Platform On The Brain

Not a day goes by on AVC these days without some sort of post on platforms. That’s because I am thinking a lot about them and so are my colleagues at Union Square Ventures. As I said in my most recent post, the people who have the most to say about platforms are the developers themselves.

Albert Wenger, our venture partner at Union Square Ventures, has spent the past nine months building a web service and dealing with its growing user base (ie scaling it). He’s lost nights of sleep and some of his hairline, and has come out of that experience with a hunger for a new platform for building, hosting, and scaling web apps. He’s posted his thoughts on that new platform on the Union Square Ventures weblog.

#VC & Technology

Comments (Archived):

  1. Peter Cranstone

    I never forget I was in a meeting with a guy who was behind iTunes for Apple – he made one comment when I told him about our “platform”… he said customers don’t buy platforms – they buy applications.From that point on I changed our company pitch, and even though we are a “platform” for mobile the customers we’ve spoken to don’t understand that.
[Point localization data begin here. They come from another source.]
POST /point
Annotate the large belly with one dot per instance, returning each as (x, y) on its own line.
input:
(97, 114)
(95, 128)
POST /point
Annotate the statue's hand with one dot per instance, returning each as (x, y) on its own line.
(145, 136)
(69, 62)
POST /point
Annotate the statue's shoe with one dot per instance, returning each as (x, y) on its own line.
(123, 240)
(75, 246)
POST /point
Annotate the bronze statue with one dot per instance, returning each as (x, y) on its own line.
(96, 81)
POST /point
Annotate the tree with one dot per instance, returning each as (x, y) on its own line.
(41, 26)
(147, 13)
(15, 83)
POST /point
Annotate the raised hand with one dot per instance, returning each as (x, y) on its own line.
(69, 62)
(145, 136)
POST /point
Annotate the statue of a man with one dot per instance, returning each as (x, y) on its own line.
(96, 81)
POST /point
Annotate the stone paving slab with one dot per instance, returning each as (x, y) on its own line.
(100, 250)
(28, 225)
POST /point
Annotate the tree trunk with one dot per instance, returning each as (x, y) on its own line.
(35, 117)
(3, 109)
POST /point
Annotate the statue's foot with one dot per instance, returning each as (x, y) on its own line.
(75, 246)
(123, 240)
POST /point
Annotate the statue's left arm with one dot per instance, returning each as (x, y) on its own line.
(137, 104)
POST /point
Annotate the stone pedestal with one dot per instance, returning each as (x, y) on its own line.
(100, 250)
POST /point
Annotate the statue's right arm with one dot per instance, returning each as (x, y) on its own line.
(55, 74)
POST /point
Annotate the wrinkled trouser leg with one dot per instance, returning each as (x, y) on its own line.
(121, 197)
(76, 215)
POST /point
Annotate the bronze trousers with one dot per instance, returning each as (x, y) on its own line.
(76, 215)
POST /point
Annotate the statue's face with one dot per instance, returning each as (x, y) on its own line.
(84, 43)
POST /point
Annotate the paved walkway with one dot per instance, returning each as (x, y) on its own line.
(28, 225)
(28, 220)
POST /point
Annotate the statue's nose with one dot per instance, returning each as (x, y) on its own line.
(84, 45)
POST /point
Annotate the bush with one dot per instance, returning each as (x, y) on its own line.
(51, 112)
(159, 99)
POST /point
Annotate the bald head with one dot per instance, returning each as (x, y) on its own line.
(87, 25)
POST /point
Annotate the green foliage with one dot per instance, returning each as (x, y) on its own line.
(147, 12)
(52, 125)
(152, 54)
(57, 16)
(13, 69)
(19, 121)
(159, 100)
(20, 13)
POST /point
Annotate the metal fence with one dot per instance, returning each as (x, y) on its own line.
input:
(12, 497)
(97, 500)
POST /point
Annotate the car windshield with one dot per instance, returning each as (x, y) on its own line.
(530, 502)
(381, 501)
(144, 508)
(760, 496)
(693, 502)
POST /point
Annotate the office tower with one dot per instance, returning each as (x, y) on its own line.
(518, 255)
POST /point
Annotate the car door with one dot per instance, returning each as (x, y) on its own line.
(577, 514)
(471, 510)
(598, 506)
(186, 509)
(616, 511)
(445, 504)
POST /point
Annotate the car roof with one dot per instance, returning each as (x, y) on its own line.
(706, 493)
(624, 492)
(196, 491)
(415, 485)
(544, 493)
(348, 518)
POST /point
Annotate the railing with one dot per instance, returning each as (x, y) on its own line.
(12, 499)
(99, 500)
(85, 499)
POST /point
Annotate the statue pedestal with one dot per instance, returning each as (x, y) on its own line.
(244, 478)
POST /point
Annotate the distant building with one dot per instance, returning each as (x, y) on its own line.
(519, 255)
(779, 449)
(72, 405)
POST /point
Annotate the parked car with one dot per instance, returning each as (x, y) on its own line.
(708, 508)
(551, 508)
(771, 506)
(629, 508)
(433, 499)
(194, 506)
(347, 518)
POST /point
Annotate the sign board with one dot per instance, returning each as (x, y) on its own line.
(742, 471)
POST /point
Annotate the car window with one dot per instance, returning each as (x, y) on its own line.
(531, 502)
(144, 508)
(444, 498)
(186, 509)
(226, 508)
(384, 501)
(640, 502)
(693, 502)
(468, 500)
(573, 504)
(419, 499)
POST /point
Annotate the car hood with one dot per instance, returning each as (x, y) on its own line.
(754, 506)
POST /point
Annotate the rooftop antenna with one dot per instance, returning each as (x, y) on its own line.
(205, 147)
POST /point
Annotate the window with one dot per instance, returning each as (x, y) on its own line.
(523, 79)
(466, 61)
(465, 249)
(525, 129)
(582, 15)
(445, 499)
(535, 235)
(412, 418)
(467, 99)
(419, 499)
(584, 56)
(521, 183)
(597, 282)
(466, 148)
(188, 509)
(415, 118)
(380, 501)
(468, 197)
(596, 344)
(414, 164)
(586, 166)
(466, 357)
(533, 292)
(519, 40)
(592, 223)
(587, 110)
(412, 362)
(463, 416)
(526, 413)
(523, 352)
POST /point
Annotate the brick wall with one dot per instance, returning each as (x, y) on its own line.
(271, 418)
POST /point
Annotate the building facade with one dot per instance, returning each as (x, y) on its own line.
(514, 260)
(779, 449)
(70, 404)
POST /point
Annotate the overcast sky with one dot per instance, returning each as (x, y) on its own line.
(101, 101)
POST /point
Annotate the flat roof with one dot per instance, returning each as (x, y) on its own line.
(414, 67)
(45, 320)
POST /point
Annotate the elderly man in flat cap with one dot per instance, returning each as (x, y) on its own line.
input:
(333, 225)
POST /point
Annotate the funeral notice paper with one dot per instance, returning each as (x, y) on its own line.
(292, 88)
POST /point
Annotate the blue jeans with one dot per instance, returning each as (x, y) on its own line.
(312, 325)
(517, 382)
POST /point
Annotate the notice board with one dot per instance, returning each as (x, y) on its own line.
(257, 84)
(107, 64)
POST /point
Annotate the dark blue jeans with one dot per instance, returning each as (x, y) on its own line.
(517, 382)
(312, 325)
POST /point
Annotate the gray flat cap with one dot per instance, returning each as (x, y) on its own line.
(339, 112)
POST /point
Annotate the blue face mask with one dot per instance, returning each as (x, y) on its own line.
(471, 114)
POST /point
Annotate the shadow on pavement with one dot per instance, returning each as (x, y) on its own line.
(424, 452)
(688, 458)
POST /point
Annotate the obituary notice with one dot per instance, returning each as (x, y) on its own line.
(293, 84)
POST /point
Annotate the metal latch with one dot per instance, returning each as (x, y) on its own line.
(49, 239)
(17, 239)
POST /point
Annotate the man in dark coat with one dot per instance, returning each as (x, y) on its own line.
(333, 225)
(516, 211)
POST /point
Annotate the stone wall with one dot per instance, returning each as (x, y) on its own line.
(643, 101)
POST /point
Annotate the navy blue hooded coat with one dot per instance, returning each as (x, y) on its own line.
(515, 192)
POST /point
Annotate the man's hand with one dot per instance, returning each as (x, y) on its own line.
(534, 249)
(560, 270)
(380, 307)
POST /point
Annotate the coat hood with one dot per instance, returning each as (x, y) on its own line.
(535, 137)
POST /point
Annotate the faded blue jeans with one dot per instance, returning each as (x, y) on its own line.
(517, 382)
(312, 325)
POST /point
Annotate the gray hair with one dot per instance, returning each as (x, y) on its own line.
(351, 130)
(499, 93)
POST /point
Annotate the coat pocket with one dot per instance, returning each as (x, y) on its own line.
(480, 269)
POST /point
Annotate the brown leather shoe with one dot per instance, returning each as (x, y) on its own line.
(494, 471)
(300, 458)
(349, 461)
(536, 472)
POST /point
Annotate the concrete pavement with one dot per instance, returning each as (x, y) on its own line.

They want solutions to their problems. And as you know the customer is always right.

    1. Adrian Heilbut

      One of greatest benefits of a building a platform and not just a product, however, comes from enabling mass customization and user innovation. There are a lot of possible ways of definining ‘platform’, but I thing the most important and exciting definition is of a platform providing people a domain-specific, higher-level toolbox of abstractions, algorithms, and data with which to solve their problems. For a consumer product like iTunes, this may not be so necessary (then again, last.fm and songbird may suggest otherwise… ;-)The easier it is for customers to use the platform, the more likely they will build stuff with it. No matter how great your C++ libs are, the population who is going to use them is limited. That’s why providing the plug-in API (level 2) and runtime (level 3) type platform is valuable, as pmarca so nicely laid out. And as the cost of providing those services come down with gains in processing and storage, the economics favour giving more users easy access to more resources.This sort of view of platform is pretty different from the low-level, magically scaling database infrastructure that Albert Wenger is asking for, but I suspect that in the grand scheme of things, scaling relational databases is an easily solvable problem and one that gets easier with time, whereas solving customer problems is trickier.

  2. Paul_Hudson

    Have you read Joel Spolsky’s latest? He’s saying the time is ripe for a dominant Web 2.0 platform to arrive, and compares today to how Lotus 1-2-3 lost the war…

  3. Azam Khan

    The human brain could be an interesting platform to build on.

  4. Timothy Post

    Fred:The “platform” should simply be your own private domain name. Everything hangs off of it. How? Sub domains. Google’s doing it brilliantly with Google Apps. Their Calendar, Email, Docs, and Start Pages all have the option of using custom sub-domains. The key to making private domains the “platform” is to find a painless and non-technical way to change one’s CNAMEs. Go Daddy should be the ring leader here.Why not have GoDaddy and Facebook do a deal whereby Facebook users can choose between a hosted account (what we have now) and a self-hosted account (think about WordPress.com vs. WordPress.or for an example). Facebook could then let users use a private sub-domain (http://facebook.wordpress.com) as their public URL.Were this to happen, users would now actually be able to add other services to their private domain as sub domains. It would all be right there. Go to somebody’s private domain (www.fredwilson) and then choose which service you want to visit (delicious, Facebook, LastFM, etc).TGP

  5. Timothy Post

    The sentence,”Facebook could then let users use a private sub-domain (http://facebook.wordpress.com) as their public URL.”should read,”Facebook could then let users use a private sub-domain (http://facebook.timothypost…) as their public URL.”Sorry.

  6. Megan Cunningham

    thanks for the tip, fred. the comments thread over on Albert’s post is pretty interesting.